After long travels around the world, the letter came back, crowned with numerous stamps marked "Address not found." But once Petrov received an answer from New Zealand, everything coincided: the address, the name and even the situation described by the domestic writer. Petrov wrote in a letter that he condoled on the death of a certain Uncle Pete, asked how his wife and daughter were doing. The addressee replied that he misses Petrov, recalls the days spent with him in New Zealand, his wife and daughter also send their regards and hope to see you soon. One would think that someone was joking, but the interlocutor attached a photo in which he was depicted big man hugging Petrov!

The poor satirist got so excited that he ended up in the hospital with pneumonia. He had absolutely no idea who the person in the photograph was and had never been to New Zealand! This story was put into the plot of the film "The Envelope" in 2012.

  • For the fact that Mayakovsky wrote his poems with a colleague's ladder, the poets accused him of fraud, because at that time payment for poems was made based on the number of lines. Because of this arrangement, Mayakovsky's poems were paid 2-3 times more.
  • Oddly enough, but the Cuban Julian del Casal, who was the author of endlessly pessimistic poems, died of laughter. At a friendly dinner, from a joke told by one of the guests, he began to have an attack of uncontrollable laughter.
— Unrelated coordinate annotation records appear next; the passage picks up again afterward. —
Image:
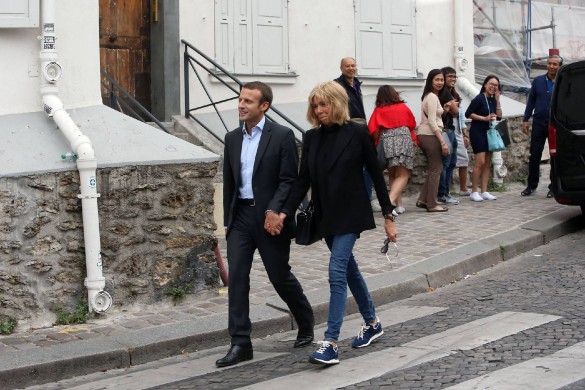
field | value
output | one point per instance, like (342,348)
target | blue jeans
(343,272)
(449,163)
Unfortunately, this caused an aortic dissection, bleeding, and death.
  • Russian writers and poets invented many words that have taken root in circulation: Lomonosov invented substance, Karamzin - industry, Saltykov-Shchedrin - bungling, Dostoevsky - to fade away, Severyanin - mediocrity, Khlebnikov - a pilot and exhausted.
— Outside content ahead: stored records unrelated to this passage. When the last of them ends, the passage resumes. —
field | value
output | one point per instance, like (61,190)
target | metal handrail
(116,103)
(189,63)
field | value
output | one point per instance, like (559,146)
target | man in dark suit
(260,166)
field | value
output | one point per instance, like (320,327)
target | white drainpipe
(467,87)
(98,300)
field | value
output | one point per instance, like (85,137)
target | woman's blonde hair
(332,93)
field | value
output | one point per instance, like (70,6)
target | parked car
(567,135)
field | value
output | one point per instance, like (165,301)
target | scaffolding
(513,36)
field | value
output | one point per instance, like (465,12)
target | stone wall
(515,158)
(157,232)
  • In China, under Emperor Qianlong, poets who wrote sad poems were executed.
  • The poet of the East invented female name Svetlana, he first used it in the novel "Svetlana and Mstislav". This name gained popularity after the publication in 1813 of Zhukovsky's ballad "Svetlana".
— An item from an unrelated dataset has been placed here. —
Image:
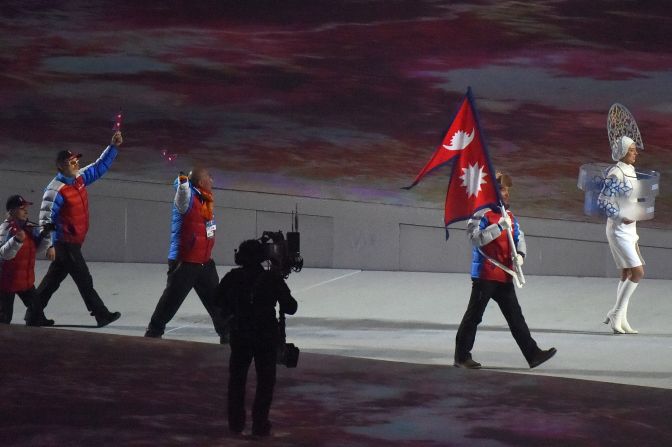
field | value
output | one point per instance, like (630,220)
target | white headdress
(620,147)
  • Pushkin owns at least 70 epigraphs, Gogol and Turgenev - more than 20.
  • Sometimes Pushkin wrote poems to order, for example, poems in honor of the Prince of Orange or the ode "On the Return of the Sovereign Emperor from Paris."
  • In Ecuador there is a statue of the local poet José Olmedo. However, not everyone knows that due to the meager budget, the Ecuadorian government decided to purchase a second-hand sculpture of the poet Byron.
  • Four geese lived in Lord Byron's homestead, and they were very fond of accompanying him on walks. They even went with him to social gatherings.
  • Byron is one of the attractive and energetic people of that time, this was not prevented by a strong clubfoot and overweight.
  • The 18th century Russian poet and diplomat Khariton Makentin wrote under the pseudonym Antioch Cantemir, which was an anagram of his name.
  • There are no living descendants of William Shakespeare left on Earth.
  • Shakespeare came up with several different ways pronouncing one's own name.
  • The line from Shakespeare's Hamlet "Everything is rotten in the Danish kingdom" has been translated in different ways. Somewhere it sounded like "I foresee the disasters of the fatherland", or "To know that something evil happened here."